Though I understood nothing of his meaning, I knew he made reference to the recent escapade, and I felt mightily uncomfortable. My father looked from one to the other, but did not break his silence.
“They haven’t put you to the Iliads yet, I suppose,” says the captain, helping himself to a mug of our home-brewed cider, “but you know, neighbor Ellery, ’twas an apple that set the Greeks and Trojans by the ears, and ’tis apples, or rather the want of ’em, that is like to put discord between some of our families hereabout.”
“You speak in riddles, Captain,” says my father at last; “and why are you eying Humphrey in that quizzical way?”
“Why, bless my soul, don’t you know? I thought it had been half over the county by this.”
“I know that that ’prentice lad Punchard hath half-killed young Vetch, and richly deserves what he will no doubt get tomorrow.”
“And is that all? Have you told only half your story, Humphrey?”
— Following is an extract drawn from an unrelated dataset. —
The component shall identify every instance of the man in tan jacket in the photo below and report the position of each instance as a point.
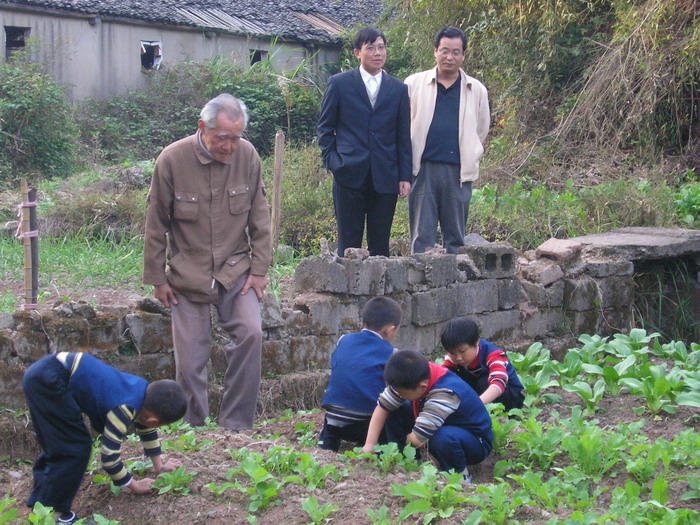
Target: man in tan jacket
(449, 123)
(208, 242)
This direct question made me still more uncomfortable, especially as my father’s eyes were sternly bent upon me. He hated lies, and half truths still more, and I could see that he was dimly suspecting me of a complicity in Joe Punchard’s action to which I had not confessed. But Captain Galsworthy was a shrewd old man, and he saw at once how the matter stood.
“No peaching, eh, lad?” he said kindly. “I’ve an inquisitive turn of mind, and after that performance with the barrel—and it was a monstrous comical sight, Ellery, to see the little alderman skip out of the way when the barrel made straight for his shins, but not so funny when he pulls at the shock head sticking out and finds it belongs to his own son—after that performance, I say, I caught young Dick Cludde by the ear, and made him tell me the story. And it begins with apples—like this excellent cider of yours, Ellery.”